So my point is, you know,

how much, it’s not how good is the technology,

it’s how ready we are to believe

that it delivers the goods that we are trying to get.

That’s a really beautiful way to put it.

I, by the way, I’m not horrified by that possibility,

but inspired by it because,

I mean, human connection,

whether it’s through language or through love,

it seems like it’s very amenable to machine learning

and the rest is just challenges of psychology.

Like you said, the secretaries who enjoy spending hours.

I would say I would describe most of our lives

as enjoying spending hours with those we love

for very silly reasons.

All we’re doing is keyword matching as well.

So I’m not sure how much intelligence

we exhibit to each other with the people we love

that we’re close with.

So it’s a very interesting point

of what it means to pass the Turing test with language.

I think you’re right.

In terms of conversation,

I think machine translation

has very clear performance and improvement, right?

What it means to have a fulfilling conversation

is very person dependent and context dependent

and so on.

That’s, yeah, it’s very well put.

But in your view, what’s a benchmark in natural language,

a test that’s just out of reach right now,

but we might be able to, that’s exciting.

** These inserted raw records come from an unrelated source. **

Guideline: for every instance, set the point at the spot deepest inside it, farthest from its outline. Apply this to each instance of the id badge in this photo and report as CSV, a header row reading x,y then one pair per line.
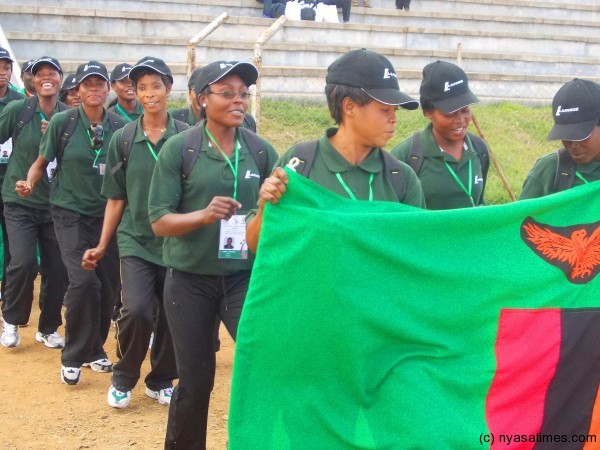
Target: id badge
x,y
232,238
5,151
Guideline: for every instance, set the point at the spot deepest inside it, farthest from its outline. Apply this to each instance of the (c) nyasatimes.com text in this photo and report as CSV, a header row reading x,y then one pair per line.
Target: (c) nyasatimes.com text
x,y
508,439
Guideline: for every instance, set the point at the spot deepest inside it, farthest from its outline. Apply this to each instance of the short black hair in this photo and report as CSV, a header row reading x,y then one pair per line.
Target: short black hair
x,y
336,93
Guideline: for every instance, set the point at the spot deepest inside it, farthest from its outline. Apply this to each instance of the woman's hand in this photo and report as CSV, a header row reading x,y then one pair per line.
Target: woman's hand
x,y
273,188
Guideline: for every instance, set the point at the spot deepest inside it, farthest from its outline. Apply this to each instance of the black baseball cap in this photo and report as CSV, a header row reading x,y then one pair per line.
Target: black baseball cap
x,y
372,73
193,78
120,71
4,54
91,68
446,86
576,110
26,66
213,72
45,60
152,63
69,82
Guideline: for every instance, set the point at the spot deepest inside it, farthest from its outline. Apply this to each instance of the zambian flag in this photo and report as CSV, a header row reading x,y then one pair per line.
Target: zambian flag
x,y
374,325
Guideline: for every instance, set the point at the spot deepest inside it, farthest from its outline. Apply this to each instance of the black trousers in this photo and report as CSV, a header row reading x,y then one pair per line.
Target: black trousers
x,y
142,313
192,302
92,294
5,248
27,228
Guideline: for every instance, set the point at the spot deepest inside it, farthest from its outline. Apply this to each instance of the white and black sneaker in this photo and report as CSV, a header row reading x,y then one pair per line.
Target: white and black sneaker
x,y
70,375
100,365
52,340
10,335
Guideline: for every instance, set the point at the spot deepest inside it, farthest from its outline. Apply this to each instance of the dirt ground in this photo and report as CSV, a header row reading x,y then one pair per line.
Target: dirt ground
x,y
38,411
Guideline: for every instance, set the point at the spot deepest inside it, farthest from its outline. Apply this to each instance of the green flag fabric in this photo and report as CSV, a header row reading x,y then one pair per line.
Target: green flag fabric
x,y
374,325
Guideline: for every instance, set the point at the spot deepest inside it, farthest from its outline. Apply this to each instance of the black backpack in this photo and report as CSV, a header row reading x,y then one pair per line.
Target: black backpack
x,y
192,144
27,114
127,137
305,152
69,128
415,154
565,171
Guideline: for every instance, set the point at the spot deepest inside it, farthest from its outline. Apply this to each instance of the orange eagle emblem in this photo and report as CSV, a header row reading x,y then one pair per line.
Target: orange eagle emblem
x,y
574,249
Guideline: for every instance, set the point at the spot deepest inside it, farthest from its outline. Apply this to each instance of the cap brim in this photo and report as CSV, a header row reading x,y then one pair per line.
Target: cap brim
x,y
449,105
86,75
246,71
392,97
133,73
572,131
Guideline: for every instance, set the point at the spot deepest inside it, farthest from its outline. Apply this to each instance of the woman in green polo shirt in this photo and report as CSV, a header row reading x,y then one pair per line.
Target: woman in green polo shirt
x,y
363,97
197,213
451,170
77,209
142,269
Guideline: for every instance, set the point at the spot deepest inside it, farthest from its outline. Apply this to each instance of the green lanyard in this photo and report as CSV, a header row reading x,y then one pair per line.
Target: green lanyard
x,y
578,175
468,192
97,152
237,160
350,193
123,112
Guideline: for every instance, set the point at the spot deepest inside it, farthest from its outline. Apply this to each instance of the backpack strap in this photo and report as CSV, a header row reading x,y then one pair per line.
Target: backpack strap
x,y
415,154
258,152
26,115
482,152
68,129
192,143
565,171
249,122
393,172
115,120
305,152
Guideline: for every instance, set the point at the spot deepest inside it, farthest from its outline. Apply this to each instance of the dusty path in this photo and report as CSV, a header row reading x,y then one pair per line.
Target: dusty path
x,y
38,411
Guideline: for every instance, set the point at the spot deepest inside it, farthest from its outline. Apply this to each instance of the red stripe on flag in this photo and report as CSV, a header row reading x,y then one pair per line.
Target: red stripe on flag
x,y
527,352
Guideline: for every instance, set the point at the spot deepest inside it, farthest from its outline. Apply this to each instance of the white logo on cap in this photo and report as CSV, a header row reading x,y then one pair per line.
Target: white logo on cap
x,y
561,110
448,85
388,74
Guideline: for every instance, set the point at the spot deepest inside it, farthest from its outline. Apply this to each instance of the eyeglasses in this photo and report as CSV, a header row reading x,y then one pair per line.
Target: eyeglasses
x,y
97,136
230,95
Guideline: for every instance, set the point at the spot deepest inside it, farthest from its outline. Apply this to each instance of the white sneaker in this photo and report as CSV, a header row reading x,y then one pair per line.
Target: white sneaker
x,y
52,340
70,375
118,399
163,396
100,365
10,335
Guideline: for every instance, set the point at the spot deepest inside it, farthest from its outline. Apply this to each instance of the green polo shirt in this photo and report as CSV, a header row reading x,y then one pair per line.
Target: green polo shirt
x,y
441,190
540,179
132,183
185,115
328,162
77,186
11,95
197,252
25,151
117,109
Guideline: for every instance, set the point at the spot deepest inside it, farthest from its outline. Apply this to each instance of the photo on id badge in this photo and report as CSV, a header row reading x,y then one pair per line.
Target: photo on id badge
x,y
232,238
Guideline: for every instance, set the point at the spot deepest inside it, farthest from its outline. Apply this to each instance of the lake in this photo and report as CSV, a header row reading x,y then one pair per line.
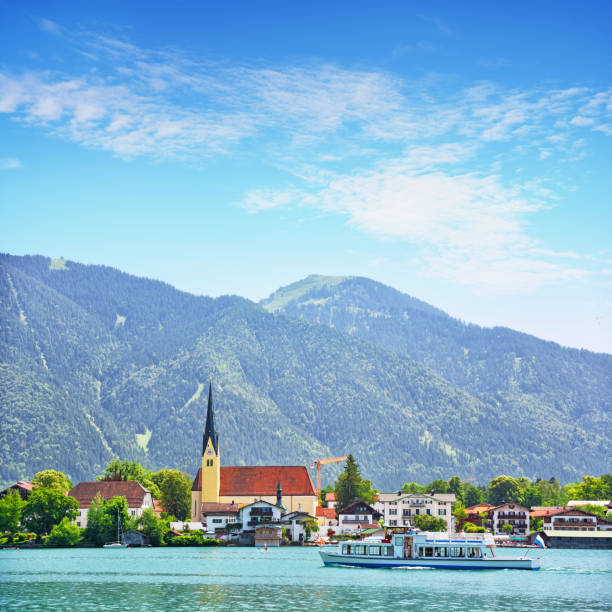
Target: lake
x,y
288,579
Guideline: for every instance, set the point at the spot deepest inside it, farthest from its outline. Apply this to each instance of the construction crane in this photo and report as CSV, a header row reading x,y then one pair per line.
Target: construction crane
x,y
318,463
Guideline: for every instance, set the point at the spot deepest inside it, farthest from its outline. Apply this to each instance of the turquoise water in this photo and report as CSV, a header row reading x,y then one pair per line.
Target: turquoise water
x,y
288,579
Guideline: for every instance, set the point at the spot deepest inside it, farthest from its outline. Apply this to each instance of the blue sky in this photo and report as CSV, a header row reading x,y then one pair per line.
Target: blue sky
x,y
459,152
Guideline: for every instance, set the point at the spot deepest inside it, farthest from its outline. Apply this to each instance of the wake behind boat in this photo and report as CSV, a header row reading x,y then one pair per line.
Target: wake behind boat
x,y
402,548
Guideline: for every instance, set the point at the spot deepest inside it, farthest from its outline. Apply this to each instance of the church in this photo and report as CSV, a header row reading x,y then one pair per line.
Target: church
x,y
217,484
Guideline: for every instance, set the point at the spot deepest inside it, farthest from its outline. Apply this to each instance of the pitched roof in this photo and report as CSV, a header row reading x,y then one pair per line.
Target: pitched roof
x,y
478,508
326,512
209,430
359,507
259,480
133,491
214,508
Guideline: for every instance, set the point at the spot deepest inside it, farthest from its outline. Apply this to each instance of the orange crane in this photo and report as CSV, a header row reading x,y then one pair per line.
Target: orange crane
x,y
318,463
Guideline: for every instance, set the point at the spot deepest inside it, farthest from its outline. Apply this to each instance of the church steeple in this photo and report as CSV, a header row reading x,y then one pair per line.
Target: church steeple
x,y
210,433
211,461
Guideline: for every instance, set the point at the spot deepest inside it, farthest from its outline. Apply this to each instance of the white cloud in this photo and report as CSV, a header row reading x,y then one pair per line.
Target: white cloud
x,y
424,157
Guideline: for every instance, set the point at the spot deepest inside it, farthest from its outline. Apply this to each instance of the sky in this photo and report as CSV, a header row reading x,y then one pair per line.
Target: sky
x,y
458,152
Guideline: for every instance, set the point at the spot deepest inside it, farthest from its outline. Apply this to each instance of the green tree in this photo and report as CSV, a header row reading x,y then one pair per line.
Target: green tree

Is it in perfecting machine translation

or is there other, is it summarization?

What’s out there just out of reach?

I think it goes across specific application.

It’s more about the ability to learn from few examples

for real, what we call few short learning and all these cases

because the way we publish these papers today,

we say, if we have like naively, we get 55,

but now we had a few example and we can move to 65.

None of these methods

actually are realistically doing anything useful.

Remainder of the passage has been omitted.